Photo by NYIP Graduate Cathy Quinte
When photography was in its infancy (1839 or thereabouts) people were amazed by the realism the camera delivered. Why, there's Cousin Nell when she came to visit us in Omaha! Looks just like her, doesn't it? And there's Uncle Arthur, the year the tractor ran over his foot. It was the left one, see how flat it was compared to the other one.
The point is that photography produced realistic interpretations with much more detail than painters could produce on canvas. The viewing public was astounded, and well they should have been. That is, until the novelty of realism wore off, and we tired of seemingly endless genre studies in page after page of family albums, in countless stereopticon slides, etc.
In the latter part of the 19th century the great French painter, Paul Cezanne (and others) experimented with showing subjects from several different points of views. Not necessarily with different pictures but showing different points of views of the same subject in a single picture. In other words, realism, per se, was not the only objective. To such artists as Cezanne, linear perspective and a single point of view was less interesting visually and less challenging intellectually than the possibility of viewing something at the same time but from different vantage points.
Photographers quickly realized that they, too, could do the same thing as Cezanne but with faster (read easier) methods. Multiple images, montage, collages, print manipulation — all manner of artificial devices designed to make the photograph not a demonstration of realistic interpretation but rather an imitation of the new style of painting that Paul Cezanne introduced.
This type of pictorialism, not the only type by any means, prevails to this day. Rather than the stark realism of a Lisette Model or Dorothea Lange we see the fanciful images of a Joel-Peter Witkin or a Frederick Sommer.
NYIP Graduate Cathy Quinte of Thunder Bay, Ontario, Canada, has created our Picture of the Month, an arresting multiple image in the pictorial manner.
At first glance one sees a camera whose diaphragm ring frames the dark luminous eye of a beautiful young woman. Our own eye moves downward, taking in the rest of her waiflike face. She resembles Liza Minelli, a bit like Audrey Hepburn, too, and even a hint of the great Edith Piaf (the late French chanteuse).
There are additional overlappings of images but are perhaps too confusing to identify. That is one of the wonders of photographs involving montage, namely, all is seldom fully revealed, thus leaving the viewer's imagination to fill in the gaps.
Montage of this sort may not be everyone's cup of tea. Some people want everything clear and explicable and with no sense of mystery. And yet Cartier-Bresson worked in a straightforward manner, but his pictures, nonetheless, often have a highly surrealistic feeling (without any use of montage effects).
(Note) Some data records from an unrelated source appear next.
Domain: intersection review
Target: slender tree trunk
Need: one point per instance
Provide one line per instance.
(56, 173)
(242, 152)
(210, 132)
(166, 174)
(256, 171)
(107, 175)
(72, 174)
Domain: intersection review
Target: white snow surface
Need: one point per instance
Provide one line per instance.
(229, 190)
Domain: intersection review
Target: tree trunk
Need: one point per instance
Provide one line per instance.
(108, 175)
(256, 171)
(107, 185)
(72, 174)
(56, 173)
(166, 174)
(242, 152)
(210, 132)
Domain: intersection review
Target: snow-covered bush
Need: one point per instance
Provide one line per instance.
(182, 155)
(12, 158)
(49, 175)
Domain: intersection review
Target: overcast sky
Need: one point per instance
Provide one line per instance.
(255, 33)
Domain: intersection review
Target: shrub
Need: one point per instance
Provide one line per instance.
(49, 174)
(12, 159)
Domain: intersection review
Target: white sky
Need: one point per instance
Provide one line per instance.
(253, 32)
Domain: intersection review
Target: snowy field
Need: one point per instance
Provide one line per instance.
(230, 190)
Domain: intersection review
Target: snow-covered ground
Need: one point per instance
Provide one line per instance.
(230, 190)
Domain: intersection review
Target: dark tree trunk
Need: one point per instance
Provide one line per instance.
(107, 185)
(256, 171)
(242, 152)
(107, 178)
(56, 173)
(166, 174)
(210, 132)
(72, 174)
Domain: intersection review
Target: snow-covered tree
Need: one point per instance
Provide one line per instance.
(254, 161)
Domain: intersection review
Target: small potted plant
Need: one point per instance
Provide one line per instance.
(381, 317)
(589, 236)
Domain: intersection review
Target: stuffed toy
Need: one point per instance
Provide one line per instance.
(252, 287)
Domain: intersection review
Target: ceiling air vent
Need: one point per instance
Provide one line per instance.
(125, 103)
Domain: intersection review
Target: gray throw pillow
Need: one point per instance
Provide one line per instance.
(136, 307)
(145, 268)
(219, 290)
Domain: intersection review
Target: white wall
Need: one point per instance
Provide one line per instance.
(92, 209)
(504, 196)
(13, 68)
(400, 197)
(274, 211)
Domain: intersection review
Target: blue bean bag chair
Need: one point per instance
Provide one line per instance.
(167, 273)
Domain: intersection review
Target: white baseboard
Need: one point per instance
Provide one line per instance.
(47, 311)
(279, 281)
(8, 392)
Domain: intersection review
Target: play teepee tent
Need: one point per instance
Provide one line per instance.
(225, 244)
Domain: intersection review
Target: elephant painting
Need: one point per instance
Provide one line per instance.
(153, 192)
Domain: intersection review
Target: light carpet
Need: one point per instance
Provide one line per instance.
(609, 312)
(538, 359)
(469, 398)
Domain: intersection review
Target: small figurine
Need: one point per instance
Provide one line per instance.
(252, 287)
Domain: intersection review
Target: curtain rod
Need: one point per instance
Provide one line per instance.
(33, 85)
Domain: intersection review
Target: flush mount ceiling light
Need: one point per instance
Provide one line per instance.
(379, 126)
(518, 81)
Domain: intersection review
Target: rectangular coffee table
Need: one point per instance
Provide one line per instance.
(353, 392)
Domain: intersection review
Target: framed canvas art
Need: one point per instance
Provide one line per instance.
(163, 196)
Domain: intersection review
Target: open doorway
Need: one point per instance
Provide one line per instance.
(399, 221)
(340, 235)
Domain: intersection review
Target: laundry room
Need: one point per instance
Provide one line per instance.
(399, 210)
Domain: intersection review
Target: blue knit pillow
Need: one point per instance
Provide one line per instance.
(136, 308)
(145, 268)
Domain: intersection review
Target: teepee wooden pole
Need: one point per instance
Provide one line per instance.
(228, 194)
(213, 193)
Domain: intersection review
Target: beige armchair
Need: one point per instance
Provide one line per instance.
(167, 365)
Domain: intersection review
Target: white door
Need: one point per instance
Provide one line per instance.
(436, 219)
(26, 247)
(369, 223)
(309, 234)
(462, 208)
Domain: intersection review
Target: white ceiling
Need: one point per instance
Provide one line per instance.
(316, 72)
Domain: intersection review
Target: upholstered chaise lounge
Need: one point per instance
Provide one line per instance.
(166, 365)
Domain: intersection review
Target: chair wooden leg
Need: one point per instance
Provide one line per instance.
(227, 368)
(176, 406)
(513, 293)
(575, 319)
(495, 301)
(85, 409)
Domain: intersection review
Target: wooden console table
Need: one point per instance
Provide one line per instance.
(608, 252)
In other words, the photographer may challenge the viewer and yet use no obvious stylistic methods.
This only goes to show that photography is broad enough, diverse enough, to embrace all kinds of approaches and without prejudice.
No doubt you will recall the three NYI Guidelines, and let's see what Cathy Quinte did in that respect.
The human imagination is an extraordinarily complex topic, filling quite easily our concept of "strong subject material". But as a character in Gone With the Wind says: "wishin' ain't gettin'." Simply making the photograph a complex one does not automatically make it clear. It is not enough to pile image upon image in multiple layers; one still must maintain clarity. Your viewers still have to be able to get meaning from the photograph despite its inherent mysterious nature.
The second NYIP Guideline asks us to focus attention on the subject, and this is intimately tied in with the third NYIP Guideline: simplify the picture. The photographer must decide how much to put in her montage but at the same time make certain that not too much is included. In a sense, the montage is like a table top arrangement. Too few objects, and the viewer is stretching, mightily, to find meaning in the arrangement. Too many things, and the viewer is so overwhelmed that confusion reigns, and any semblance of meaning is hopelessly obscured. We feel that the photographer, Cathy Quinte, has succeeded admirably well in this respect.
So what does her photograph mean? Well, one thing to me, and perhaps another thing to someone else. And yet still something else to Aunt Tillie in Cedar Rapids. That's what imagination is — something for almost every one. And maybe nothing for some.